Circulating Tumor Dna As a Biomarker for Early Biochemical Recurrence in Prostate Cancer – A Prospective Multicenter Study

Abstract

Background: Early biochemical recurrence (eBCR) after curative intent treatment for localized prostate cancer (PCa) heralds metastatic progression and cancer specific mortality. Conventional clinicopathologic risk models lack sufficient sensitivity for timely intervention. Circulating tumor DNA (ctDNA) offers a minimally invasive window into minimal residual disease, but its clinical value in localized PCa remains uncertain

Methods: We conducted a prospective, observational cohort study across five high volume academic centers. Men with biopsy proven, treatment naïve, intermediate or high risk PCa scheduled for radical prostatectomy (RP) or external beam radiotherapy (EBRT) were enrolled between January 2021 and December 2023. Plasma was collected pre treatment and every three months for 24 months. Ultra deep, 152 gene hybrid capture next generation sequencing with unique molecular identifiers (limit of detection 0.1% variant allele fraction [VAF]) profiled ctDNA. The primary endpoint was eBCR, defined as PSA ≥0.2 ng mL⁻¹ (post RP) or PSA nadir + 2 ng mL⁻¹ (post EBRT) within 18 months.

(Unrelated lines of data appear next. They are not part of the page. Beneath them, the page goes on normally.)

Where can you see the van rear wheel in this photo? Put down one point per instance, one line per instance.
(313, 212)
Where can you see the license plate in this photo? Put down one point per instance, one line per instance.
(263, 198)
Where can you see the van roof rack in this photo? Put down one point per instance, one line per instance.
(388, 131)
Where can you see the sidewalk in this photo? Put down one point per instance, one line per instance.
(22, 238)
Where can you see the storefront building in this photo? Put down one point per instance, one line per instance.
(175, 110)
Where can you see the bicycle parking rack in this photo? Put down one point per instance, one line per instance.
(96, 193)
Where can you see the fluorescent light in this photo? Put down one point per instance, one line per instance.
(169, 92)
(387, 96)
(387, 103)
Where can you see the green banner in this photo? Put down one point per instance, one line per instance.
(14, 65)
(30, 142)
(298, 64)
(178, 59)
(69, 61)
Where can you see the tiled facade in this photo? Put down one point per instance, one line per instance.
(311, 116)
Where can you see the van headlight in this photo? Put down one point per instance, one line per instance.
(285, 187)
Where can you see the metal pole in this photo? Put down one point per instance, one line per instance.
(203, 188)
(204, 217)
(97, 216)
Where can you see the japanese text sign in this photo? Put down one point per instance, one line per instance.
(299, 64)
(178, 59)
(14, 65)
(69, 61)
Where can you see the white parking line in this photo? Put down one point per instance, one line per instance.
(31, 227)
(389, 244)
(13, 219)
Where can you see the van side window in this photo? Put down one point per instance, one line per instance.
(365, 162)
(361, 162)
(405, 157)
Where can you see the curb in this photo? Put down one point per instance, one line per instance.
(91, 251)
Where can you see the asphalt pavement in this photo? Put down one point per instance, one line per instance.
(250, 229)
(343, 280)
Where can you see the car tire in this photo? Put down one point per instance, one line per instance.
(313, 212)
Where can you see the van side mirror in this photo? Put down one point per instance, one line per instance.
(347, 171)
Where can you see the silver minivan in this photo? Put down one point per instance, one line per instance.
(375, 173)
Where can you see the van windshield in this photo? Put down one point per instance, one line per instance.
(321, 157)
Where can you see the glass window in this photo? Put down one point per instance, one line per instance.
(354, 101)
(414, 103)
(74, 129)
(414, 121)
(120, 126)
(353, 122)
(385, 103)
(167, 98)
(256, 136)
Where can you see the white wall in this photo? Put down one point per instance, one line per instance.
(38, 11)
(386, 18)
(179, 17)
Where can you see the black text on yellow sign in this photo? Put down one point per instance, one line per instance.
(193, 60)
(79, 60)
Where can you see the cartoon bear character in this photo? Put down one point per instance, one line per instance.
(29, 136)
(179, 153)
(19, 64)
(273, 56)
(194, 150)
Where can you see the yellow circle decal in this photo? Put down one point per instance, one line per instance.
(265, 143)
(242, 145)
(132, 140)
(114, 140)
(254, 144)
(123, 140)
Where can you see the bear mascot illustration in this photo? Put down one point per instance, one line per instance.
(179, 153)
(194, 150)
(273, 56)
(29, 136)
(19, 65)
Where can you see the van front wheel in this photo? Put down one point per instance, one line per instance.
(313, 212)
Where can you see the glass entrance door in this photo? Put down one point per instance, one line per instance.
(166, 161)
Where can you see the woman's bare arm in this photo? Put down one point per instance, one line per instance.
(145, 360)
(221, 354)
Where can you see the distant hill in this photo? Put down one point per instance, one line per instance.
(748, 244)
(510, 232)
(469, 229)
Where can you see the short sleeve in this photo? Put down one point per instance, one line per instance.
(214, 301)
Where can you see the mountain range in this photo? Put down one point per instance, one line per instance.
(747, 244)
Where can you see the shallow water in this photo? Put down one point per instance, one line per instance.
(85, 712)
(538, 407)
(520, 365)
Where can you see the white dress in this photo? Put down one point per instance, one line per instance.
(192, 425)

Results: Among 628 evaluable participants (median age 66 y; 54% high risk), baseline ctDNA was detected in 223 (35.5%). During a median 26 month follow up, 118 men developed eBCR. Baseline ctDNA positivity independently predicted eBCR (adjusted hazard ratio 3.64, 95% CI 2.23–5.93; p < 0.001). ctDNA detection preceded PSA defined eBCR by a median 5.3 months (IQR 3.7–6.8). Integrating ctDNA with CAPRA S or D’Amico risk groups improved the c index from 0.71 to 0.83 (p < 0.001). In exploratory analyses, emergent TP53 and BRCA2 loss of function mutations conferred the highest recurrence risk.

Conclusion: In this multicenter cohort, ultra deep ctDNA profiling identified men destined for early biochemical failure months before PSA rise, outperforming standard risk stratification. Prospective trials evaluating ctDNA guided adjuvant therapy escalation are warranted.